The evidence, when considered in the light most favorable to plaintiff, and the inferences to be reasonably drawn therefrom are, in my opinion, sufficient to make out a case of actionable negligence.

In the majority opinion the decision is made to turn on the following conclusion: "There is no evidence that defendants placed or permitted the hole to be near the back entrance to their Clinic, or that they knew anything about it * * *. There is no evidence as to how long the hole had been there, or what caused it to be there." There is the further conclusion that there is an insufficient showing that the hole had existed for a sufficient time to give defendants constructive notice of its existence. With these conclusions I disagree.

Defendant, Dr. Albert Kossove, testified that he and his co-defendant had practiced their profession in Charlotte for 20 years and that their clinic had been in this location for 18 years and that plaintiff had been coming to the clinic about a year. He stated further: "I never sowed any grass on that lot. As far as I recollect, it was the same grass that had been growing out there or volunteered since I bought the premises about 18 years ago * * *. During that 18 years I have had the grass cut or mowed or trimmed almost every week." Plaintiff testified: "When I stepped on the last step there was grass there and I stepped into the grass and the front part of my foot went into a hole * * *. I was looking down. I saw the grassy area. * * * I did not see the hole in which I stepped. I was looking but I did not see anything. There was high grass all around the step, * * *. I would say the grass was approximately eight to twelve inches high. *39 * * * In answer to the question what portion of my foot went into the hole, which I testified about, I am pointing from the tip up to here, which I would think is approximately four to six inches. * * * I stepped from the last step to the ground and my foot went into a hole, but I did not see it because the grass was so high. * * * the grass was high and thick and rather dense around there. I could not see anything except the grass. * * * I had been up and down those steps and stepped on the grass immediately in front of the steps at least 24 times before this happened. * * * I never had gone up and down in the same spot. I never encountered or have seen anything. * * * The hole was opposite the left third of that lower step * * *. I did not get down and examine the hole at the time I got hurt. I measured it by the amount of foot that went in the hole. * * * I testified about four inches of my foot went in a hole approximately four to six inches, from this part to this; * * * I did not measure it. I can approximate it by the amount of my foot that went in the hole and I can tell you that it went all the way from the tip here, which would make a whole shoe, went in. I do know approximately how wide it was, because my entire shoe went in the hole part, my foot went in the hole, * * *. It might have been deeper than four to six inches deep. It was as wide as my foot. Whether it was any wider than that I don't know."

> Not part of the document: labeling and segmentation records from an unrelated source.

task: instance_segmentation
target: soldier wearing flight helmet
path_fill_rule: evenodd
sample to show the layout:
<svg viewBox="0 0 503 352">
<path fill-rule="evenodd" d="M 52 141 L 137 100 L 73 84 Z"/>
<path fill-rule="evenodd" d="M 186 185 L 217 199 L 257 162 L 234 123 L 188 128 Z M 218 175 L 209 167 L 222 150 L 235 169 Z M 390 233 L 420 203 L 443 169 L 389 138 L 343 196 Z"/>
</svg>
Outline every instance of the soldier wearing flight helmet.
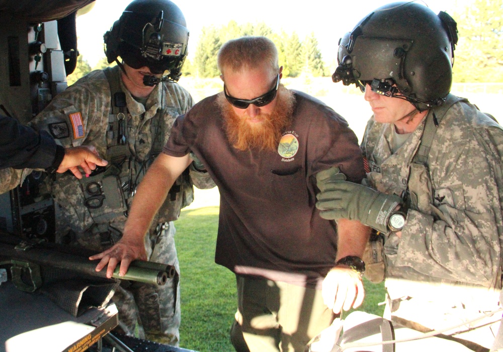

Upon a motion to nonsuit, evidence should be taken in its natural and ordinary sense. It is certainly true that plaintiff's case may not rest on mere conjecture. By the same token the court should not indulge in speculation in behalf of defendants. The evidence does not describe a freshly dug hole. It describes a hole larger than a woman's foot and 4 to 6 inches deep, overgrown and obscured by grass 8 to 12 inches tall. Grass does not grow in or around such a hole so as to obscure it in a brief period of time. The inference is inescapable that the hole had existed for a considerable period of time and defendants or their servants, who mowed and trimmed the grass, in the exercise of ordinary care could and should have discovered it.

The defendants had the duty to discover the hidden danger and warn their patients and other invitees of its presence and peril. It is negligence to fail to know what it is one's duty to know.

I vote to reverse.

RODMAN, J., joins in dissenting opinion.